The ink pen is a common accessory for students, professionals, bloggers, travelers and more. It secures a unique place as a classic and reliable form of communication with the ability to write on a number of different surfaces. For some, the type of pen matters not; as long as it writes, it works. For others, the pen they use is vitally important, often displaying status and occasionally offering unique functions.
Beyond Ink is a new pen that targets a curious market. This market is comprised of tech-savvy individuals looking for new, innovative ways to aid communication, without straying too far from the basics.
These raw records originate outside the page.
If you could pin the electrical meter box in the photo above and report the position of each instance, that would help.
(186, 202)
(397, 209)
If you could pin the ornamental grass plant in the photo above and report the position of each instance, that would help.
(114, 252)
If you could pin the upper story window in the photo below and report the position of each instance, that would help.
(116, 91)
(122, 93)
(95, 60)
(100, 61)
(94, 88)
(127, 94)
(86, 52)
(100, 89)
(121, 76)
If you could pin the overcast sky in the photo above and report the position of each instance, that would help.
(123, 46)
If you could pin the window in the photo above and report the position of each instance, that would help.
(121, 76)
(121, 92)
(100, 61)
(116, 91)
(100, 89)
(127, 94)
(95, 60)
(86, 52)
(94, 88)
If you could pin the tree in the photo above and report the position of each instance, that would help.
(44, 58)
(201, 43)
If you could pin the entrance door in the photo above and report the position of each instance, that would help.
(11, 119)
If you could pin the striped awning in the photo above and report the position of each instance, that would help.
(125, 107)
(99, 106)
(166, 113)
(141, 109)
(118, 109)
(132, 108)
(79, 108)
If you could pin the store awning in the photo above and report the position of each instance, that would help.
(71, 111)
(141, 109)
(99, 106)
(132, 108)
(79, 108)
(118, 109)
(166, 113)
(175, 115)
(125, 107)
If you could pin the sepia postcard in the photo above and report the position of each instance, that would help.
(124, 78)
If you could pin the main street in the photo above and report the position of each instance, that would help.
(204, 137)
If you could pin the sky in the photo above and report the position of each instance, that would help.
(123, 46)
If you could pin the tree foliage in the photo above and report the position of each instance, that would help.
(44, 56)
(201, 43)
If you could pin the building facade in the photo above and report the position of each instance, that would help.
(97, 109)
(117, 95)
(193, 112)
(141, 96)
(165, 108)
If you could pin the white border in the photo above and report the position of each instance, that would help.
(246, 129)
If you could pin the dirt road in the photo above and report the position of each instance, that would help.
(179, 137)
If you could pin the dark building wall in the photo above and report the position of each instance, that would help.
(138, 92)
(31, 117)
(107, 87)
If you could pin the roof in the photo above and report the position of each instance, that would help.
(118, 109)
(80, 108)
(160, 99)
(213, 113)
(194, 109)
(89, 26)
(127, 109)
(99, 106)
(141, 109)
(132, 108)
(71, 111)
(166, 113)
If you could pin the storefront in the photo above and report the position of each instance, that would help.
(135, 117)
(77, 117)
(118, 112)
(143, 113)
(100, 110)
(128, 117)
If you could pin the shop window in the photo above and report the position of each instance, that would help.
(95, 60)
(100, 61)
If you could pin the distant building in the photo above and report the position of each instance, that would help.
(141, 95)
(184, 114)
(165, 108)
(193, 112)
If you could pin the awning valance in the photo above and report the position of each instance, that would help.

Targeting this market has led Beyond Ink to become a pen that’s a curious hybrid of new and old, a mishmash of technologies seeking to work together.
The company’s website proudly proclaims the conception story of Beyond Ink, emphasizing that it was born from a need for one tool that could enable multiple forms of communication. The question is, how does Beyond Ink accomplish that goal?
Before that question can be answered, the make-up of Beyond Ink must be revealed. The pen itself is 156mm long and weighs a hefty 71 grams, making it far heavier than most pens, even luxury models. That extra weight is there for a reason, however, as Beyond Ink packs a 1000mAh battery within its cylindrical body. This battery is connected a hidden charging cable that you can have outfitted with either a microUSB or Lightning connector.
There’s still another secret hiding within Beyond Ink. Users can unscrew the top of the device to find a USB stick that features two different functions, depending on how it’s inserted. If you insert the USB stick with the pen clip facing up, Beyond Ink will recharge the battery within. If you insert the USB stick with the pen clip facing down, it functions as a 16GB USB 2.0 flash drive, allowing you to easily carry your files with you.
All of that is wrapped inside a body made of brass and stainless steel. The pen tip itself is a fairly typical ballpoint that utilizes Lamy Ballpoint ink. If you’re more a technology buff, the pen tip unscrews from Beyond Ink and can be replaced with a stylus tip, allowing it to be easily used on touchscreens.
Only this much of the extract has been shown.